I've posted on this issue before, but with the inevitable stepping up of my hand making (you'll noticed I avoid using the word 'crafting'. I hate it and all its, to me, twee connotations of pointless knick knacks that no one wants) this year, I've found that the environmental impact of what I'm doing is increasingly at the forefront of my mind.
Mainly, for me, the issue is the purchase of fabric or yarn (sure, I use some energy running my sewing machine, but it's a fairly negligible sum according to my energy meter). Every yard of cotton I buy, every skein of wool, has had some kind of impact. Sure, I've bought a lot of non-organic, non-ethically minded quilting cottons and yarns over the past couple of years. But since late last year, I've been making a real effort to move back towards more conscious hand making - that is, thinking about the journey that the raw materials have made to get to me.
For me, this has meant a couple of steps when planning a project:
- Can I buy British? Not possible with cotton, but it is possible to buy some great British yarns: Jamiesons for Shetland wool, Rowan's Purelife British Sheep Breeds range (the Purelife range also includes some great recycled yarns), Cornish Organic Wool, and countless hand spun and hand dyed yarns from up and down the country. I've not had cause to yet, but if I wanted to buy linen, I would also be able to buy Irish linen. I know that in the States it is even easier to stick to 'local' (i.e. American produced) products, as (a) there is still a lot of cotton grown there and (b) it's bigger. There are more sheep.
- Is there an organic option? I've taken the decision that if I am unable to find an organic equivalent, I won't beat myself up for buying the non-organic version, but I will always attempt to find an organic version first (I'm thinking particularly of cotton here). For instance, if I want to make a quilt in a particular palette I'll search for organic options first, then make up the difference with non-organics. Some basic colours, particularly cream, ivory, white, blues and yellows, as well as shirting, denim and twill, are available organically with very little hassle, and there is a huge rise in interesting organic quilting cottons, jerseys and wovens in actual nice prints and colours.

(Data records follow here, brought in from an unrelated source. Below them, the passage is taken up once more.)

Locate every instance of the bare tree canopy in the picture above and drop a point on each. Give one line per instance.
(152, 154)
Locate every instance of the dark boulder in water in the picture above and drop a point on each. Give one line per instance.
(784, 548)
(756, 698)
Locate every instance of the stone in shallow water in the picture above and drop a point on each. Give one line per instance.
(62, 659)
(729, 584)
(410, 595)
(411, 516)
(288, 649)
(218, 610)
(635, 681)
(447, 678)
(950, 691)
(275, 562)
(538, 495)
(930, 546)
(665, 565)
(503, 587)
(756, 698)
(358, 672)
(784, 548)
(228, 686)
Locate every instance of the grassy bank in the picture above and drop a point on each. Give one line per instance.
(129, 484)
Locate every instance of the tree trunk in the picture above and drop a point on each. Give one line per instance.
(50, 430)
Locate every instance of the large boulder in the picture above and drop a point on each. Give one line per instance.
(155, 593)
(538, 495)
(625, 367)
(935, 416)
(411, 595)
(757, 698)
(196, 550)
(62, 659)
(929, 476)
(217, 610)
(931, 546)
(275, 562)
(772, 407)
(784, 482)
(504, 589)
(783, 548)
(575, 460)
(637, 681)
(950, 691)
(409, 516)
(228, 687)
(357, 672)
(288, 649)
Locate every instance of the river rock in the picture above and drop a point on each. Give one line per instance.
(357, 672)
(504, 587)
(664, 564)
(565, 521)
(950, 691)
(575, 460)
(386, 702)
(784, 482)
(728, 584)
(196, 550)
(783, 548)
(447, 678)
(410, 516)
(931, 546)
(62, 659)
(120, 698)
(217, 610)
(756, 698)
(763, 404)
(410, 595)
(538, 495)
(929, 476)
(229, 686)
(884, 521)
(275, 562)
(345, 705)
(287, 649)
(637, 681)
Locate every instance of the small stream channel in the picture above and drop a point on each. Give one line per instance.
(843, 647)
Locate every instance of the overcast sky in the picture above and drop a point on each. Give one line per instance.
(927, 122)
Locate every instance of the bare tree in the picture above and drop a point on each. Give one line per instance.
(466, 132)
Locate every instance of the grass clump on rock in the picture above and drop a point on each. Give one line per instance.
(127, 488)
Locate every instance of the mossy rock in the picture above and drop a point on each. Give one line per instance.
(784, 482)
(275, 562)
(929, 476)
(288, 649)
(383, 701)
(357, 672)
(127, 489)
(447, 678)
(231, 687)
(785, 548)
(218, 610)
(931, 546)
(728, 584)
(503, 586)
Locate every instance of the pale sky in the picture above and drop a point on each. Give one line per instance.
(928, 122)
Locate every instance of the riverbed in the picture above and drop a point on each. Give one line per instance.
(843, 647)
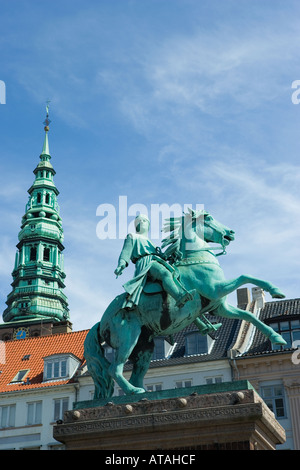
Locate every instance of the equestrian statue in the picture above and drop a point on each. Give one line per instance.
(170, 290)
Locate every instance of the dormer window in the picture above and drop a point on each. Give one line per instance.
(60, 366)
(195, 343)
(289, 330)
(162, 348)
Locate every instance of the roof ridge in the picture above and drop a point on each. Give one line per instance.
(47, 336)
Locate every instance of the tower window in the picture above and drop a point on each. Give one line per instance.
(33, 253)
(46, 256)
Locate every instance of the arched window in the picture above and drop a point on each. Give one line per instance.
(33, 252)
(46, 256)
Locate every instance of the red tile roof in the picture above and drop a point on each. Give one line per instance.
(12, 358)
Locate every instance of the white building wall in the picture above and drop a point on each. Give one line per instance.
(38, 436)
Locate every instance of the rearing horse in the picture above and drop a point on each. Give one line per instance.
(131, 332)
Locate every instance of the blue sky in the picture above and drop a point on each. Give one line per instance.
(161, 101)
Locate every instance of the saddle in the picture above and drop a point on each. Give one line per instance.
(152, 287)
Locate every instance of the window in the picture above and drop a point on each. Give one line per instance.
(154, 387)
(60, 366)
(183, 383)
(289, 330)
(7, 416)
(273, 395)
(46, 256)
(162, 348)
(60, 406)
(109, 353)
(56, 369)
(34, 412)
(213, 380)
(195, 343)
(33, 253)
(20, 376)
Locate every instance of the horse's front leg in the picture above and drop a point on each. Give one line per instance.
(229, 311)
(225, 287)
(124, 336)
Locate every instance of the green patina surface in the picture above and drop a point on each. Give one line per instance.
(38, 275)
(165, 394)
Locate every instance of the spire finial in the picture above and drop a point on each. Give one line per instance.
(47, 121)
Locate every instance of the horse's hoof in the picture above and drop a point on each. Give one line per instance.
(275, 338)
(277, 294)
(136, 390)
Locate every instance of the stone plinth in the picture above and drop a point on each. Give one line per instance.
(224, 416)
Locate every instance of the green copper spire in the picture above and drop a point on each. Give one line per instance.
(47, 121)
(38, 275)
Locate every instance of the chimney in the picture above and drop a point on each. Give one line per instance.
(258, 296)
(243, 297)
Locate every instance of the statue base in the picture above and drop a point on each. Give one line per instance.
(226, 416)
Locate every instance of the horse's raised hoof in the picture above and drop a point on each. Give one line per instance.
(275, 338)
(136, 390)
(276, 293)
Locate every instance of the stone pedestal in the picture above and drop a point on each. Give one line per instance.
(228, 416)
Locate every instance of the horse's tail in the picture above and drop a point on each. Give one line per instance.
(98, 364)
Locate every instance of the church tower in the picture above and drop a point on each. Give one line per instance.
(38, 275)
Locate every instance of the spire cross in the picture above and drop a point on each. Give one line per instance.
(47, 120)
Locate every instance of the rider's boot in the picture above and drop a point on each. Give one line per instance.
(186, 297)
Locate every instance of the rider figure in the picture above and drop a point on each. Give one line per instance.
(148, 263)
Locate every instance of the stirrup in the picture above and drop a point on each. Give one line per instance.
(185, 298)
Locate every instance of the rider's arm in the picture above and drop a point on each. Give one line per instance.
(125, 255)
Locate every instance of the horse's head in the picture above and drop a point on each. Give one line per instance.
(209, 229)
(192, 232)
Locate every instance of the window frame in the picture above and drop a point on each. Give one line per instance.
(10, 418)
(289, 332)
(37, 410)
(54, 368)
(273, 399)
(63, 405)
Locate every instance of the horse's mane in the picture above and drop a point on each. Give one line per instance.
(172, 225)
(175, 226)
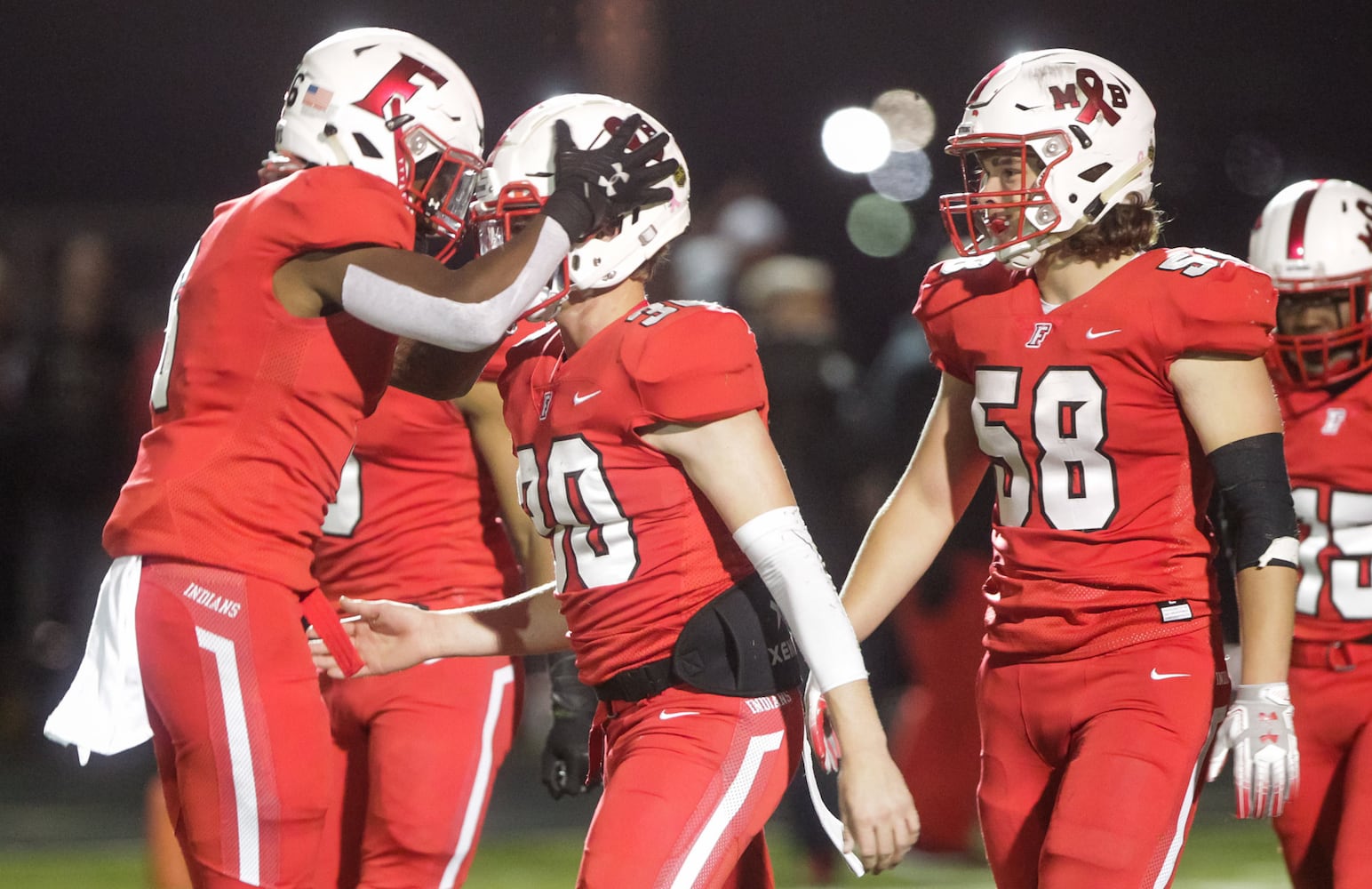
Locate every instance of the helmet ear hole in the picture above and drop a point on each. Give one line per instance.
(365, 146)
(1091, 174)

- Is there a lower impact version? For instance, if I'm not able to find interesting prints on organic cotton, what about a cotton/linen mix? Linen takes far less water and pesticide to grow than cotton, so even non-organic linen is relatively low impact. So, yeah, buying cotton/linen mixes like Echino and Kokka fabrics won't save the world single handed, but if you can substitute a few yards here and there with linen or linen mix, it's a few gallons of water or a bit of pesticide that didn't get used. There are probably plenty of other substitutions for fabrics and yarns that make a bit of difference, and every little helps, right? Incidentally, I'm still not sure about bamboo fabrics - I think some processing methods are great, but apparently there are some methods that are so intensive that they kind of negate the benefits of using an easily grown substance like bamboo. Also if you've used bamboo fabric, you'll know it wears our reasonably fast compared to cotton or linen, so it's not great for things you're hoping to pass on as family heirlooms. Brilliant for things like dish cloths and baby clothes though.

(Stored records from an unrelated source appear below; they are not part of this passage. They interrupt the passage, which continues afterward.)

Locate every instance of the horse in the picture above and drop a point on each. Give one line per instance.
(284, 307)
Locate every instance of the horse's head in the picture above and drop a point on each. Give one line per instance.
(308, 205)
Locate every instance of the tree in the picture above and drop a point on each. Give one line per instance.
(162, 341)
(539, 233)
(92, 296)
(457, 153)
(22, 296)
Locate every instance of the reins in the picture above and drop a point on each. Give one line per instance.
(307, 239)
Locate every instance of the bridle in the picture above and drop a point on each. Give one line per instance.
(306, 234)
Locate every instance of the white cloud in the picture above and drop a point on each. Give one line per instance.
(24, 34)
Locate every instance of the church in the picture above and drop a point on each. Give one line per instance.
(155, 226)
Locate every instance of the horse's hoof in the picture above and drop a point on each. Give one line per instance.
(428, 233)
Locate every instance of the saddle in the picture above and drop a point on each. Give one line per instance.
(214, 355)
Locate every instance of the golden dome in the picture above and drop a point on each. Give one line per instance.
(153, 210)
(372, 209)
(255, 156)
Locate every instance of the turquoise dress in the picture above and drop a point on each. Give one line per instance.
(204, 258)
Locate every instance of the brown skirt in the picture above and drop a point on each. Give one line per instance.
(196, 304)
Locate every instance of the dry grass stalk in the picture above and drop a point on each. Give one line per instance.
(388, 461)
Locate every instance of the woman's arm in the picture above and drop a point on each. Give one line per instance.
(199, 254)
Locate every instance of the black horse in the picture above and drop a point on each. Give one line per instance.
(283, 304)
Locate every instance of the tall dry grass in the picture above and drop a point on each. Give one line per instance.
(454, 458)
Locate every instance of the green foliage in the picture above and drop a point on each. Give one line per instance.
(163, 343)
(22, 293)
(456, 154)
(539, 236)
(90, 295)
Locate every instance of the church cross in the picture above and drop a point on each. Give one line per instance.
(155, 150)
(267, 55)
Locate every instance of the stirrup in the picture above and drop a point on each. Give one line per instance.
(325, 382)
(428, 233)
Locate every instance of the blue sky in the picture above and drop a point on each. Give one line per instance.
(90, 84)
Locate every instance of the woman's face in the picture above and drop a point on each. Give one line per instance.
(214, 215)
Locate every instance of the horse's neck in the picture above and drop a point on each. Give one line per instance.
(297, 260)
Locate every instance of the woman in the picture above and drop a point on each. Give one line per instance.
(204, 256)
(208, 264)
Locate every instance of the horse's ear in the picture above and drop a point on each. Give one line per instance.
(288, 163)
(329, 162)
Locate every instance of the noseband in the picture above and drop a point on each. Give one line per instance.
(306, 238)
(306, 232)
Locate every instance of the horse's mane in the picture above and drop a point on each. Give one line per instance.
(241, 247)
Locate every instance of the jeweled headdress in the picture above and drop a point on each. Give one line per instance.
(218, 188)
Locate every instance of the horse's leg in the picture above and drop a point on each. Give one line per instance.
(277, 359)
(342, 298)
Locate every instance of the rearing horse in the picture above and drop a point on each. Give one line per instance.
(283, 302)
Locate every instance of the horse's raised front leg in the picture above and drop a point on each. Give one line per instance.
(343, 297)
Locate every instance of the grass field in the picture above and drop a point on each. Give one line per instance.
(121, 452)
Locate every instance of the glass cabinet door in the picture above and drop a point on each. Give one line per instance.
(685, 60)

- Can I use up what I have? Most hand makers have got a stash of some description kicking around, be it yarn, fabric or paper. Where possible, I try to actually use this stash rather than automatically buying more. Again, if I can't find what I want in amongst what I've got, I'm not ruling out buying more, but I always try to really think about whether I can cope with using a mint green half a shade lighter than I'd originally intended, but that I already have a couple of yards of.
- Am I maximising what I have? Every last scrap of fabric or yarn can be used somehow. Whether it's colourwork knitting or postage stamp quilts, there are fabulous and gorgeous and imaginative ways to use up scraps. Or maybe someone else you know would use them? I occasionally read blog posts from quilters who don't save any scrap smaller than a fat eighth, for example, and it just seems like such a waste. I know I (and I'm sure there are other weirdos like me) love scraps almost more than actual yardage of fabric - there's something so exciting about digging through a scrap bin!
Sorry for the ramble, I've been thinking about this a lot recently and I just wanted to share some thoughts.